――海外ではプライベートLTEが広く使われており、ドイツの製造業ではローカル5Gの導入も始まっています。
ルイズ 5Gはあらゆる産業で使えます。早期に導入する産業は公共安全や製造、エネルギー等ですが、鉄道等の広域なケースにも広がる可能性があります。
どの産業においても最初に検討すべき選択肢は、公衆網が使えるかどうかです。そこに追加的に無線基地局を増やしたり、特別にQoSを足すことで産業・企業ごとの要求に対応できます。
しかし、それでも十分でないケースがあります。例えば、ある自動車メーカーからは「外にデータを出したくない」と要求されました。さらに製造業では高い可用性や信頼性、低遅延が求められます。そうした要件を満たすには、工場内にオンプレミス型で5Gの設備を置く必要があります。
Ericsson Head of Mission Critical and Private Networks Business Area Network
マヌエル・ルイズ(Manuel Ruiz)氏
――オンプレミスでコアからアクセスまですべての設備を置くのですか。
ルイズ 当初はそのかたちでしたが、課題が見えてきました。すべてオンプレミスで設置すると、お客様が運用するには複雑になり過ぎます。

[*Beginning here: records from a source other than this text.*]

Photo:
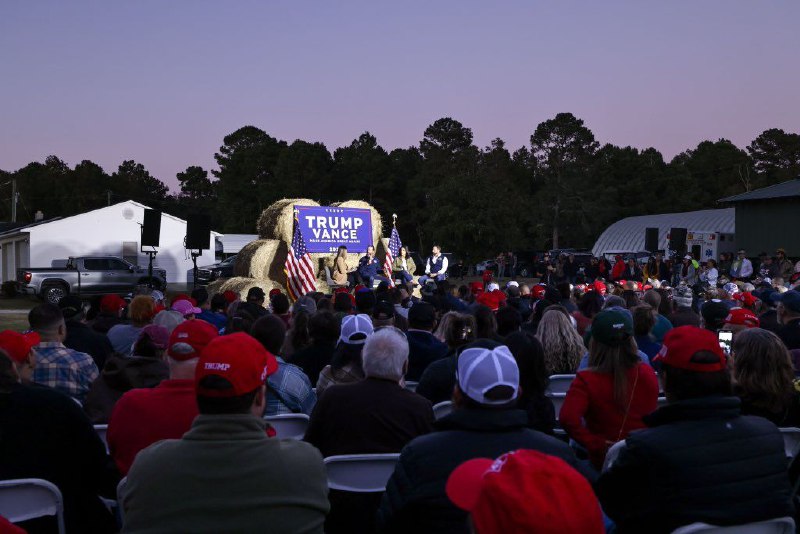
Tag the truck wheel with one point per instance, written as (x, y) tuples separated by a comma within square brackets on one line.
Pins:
[(54, 293)]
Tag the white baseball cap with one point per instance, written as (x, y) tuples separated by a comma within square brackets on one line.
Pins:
[(356, 329), (479, 370)]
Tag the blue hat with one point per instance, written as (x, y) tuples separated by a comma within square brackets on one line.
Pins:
[(790, 300)]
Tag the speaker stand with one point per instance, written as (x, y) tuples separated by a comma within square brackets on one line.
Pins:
[(151, 254)]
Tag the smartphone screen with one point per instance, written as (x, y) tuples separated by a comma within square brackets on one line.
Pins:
[(725, 339)]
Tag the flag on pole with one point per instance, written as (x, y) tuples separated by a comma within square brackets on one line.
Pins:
[(299, 268), (392, 252)]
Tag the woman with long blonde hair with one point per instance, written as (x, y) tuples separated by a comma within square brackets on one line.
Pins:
[(563, 346)]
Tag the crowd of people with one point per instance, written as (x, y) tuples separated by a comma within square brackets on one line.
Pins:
[(665, 423)]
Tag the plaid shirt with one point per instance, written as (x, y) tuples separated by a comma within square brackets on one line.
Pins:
[(289, 391), (63, 369)]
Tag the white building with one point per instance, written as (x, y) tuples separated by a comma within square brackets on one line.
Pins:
[(111, 231)]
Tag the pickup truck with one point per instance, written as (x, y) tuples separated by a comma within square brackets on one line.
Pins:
[(87, 275)]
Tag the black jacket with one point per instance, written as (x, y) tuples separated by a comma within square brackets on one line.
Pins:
[(790, 334), (44, 434), (415, 499), (700, 460), (423, 349), (83, 339)]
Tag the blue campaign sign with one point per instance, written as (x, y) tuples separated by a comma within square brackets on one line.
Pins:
[(326, 228)]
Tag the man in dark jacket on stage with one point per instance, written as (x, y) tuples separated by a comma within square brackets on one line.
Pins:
[(484, 424), (700, 460)]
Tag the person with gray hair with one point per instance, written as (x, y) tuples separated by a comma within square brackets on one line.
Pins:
[(374, 415)]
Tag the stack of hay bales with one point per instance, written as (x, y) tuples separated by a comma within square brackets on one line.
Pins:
[(261, 262)]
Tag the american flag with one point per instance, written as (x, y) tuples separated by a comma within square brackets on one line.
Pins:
[(391, 252), (300, 277)]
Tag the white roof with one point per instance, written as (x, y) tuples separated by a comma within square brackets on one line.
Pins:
[(628, 233)]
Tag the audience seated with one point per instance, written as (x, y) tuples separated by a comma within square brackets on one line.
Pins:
[(66, 370), (44, 434), (143, 416), (144, 369), (607, 401), (484, 424), (375, 415), (288, 389), (699, 460), (225, 474)]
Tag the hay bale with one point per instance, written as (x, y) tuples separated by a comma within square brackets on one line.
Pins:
[(262, 259), (277, 221), (241, 285), (377, 226)]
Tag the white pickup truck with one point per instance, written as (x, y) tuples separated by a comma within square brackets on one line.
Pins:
[(86, 276)]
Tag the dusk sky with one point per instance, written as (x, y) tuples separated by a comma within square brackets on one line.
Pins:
[(162, 82)]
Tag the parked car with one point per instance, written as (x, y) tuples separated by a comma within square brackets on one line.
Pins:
[(209, 273), (87, 275)]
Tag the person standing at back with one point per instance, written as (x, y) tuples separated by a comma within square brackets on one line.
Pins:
[(225, 474), (66, 370), (699, 460)]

エリクソンでは、導入形態の柔軟性が不可欠だと考えています。つまり、モバイルキャリア(以下、MNO)が運用する設備と、オンプレミス型の設備を組み合わせるハイブリッド型です。
8割がハイブリッド/共用型に――構成例を教えてください。
ルイズ 実際の例を紹介しましょう。
あるお客様の要求は、データを工場の外に出したくない、遅延を抑えたい、スループットも出したい、そして、ネットワークは常に使えなければならないというものでした。もちろん、複雑な運用管理もしたくありません。
この場合は、アクセス設備とEPCノードだけをローカルに置き、ネットワーク管理等の他の機能はMNOがクラウドから提供するものを使います。複雑な管理はすべてMNOが行います。障害等によって、もしMNOとの通信が切れてもローカルの通信は維持されます。
他に、音声通話を使いたいというケースもありました。プッシュトゥトークの機能をローカルに置くことで、キャリアとの間が遮断されてもローカルの通話が継続して使えます。
――すべてオンプレミス型のケースは。
ルイズ 非常に要件が厳しい場合があります。例えば、原子力関連の施設ですね。極端な想定ですが、天災等で周辺が壊滅的な被害を受けたとしても、施設内のネットワークは運用し続けないといけません。運用コストがかかっても、すべての装置をオンプレミスに置くことでそれが可能になります。
私の考えでは、ローカル5Gの8割がハイブリッド型/共用型になるでしょう。ユーザーにとって邪魔な“複雑性”は、MNOのクラウドに置いておいて、ローカルには必要なものだけを置くのです。完全なオンプレミス型は、非常に要求条件が高いか、機能を絞ったシンプルなプライベートネットワークの場合に限られると考えます。
これは、MNOにとっても非常に大きなビジネスチャンスとなります。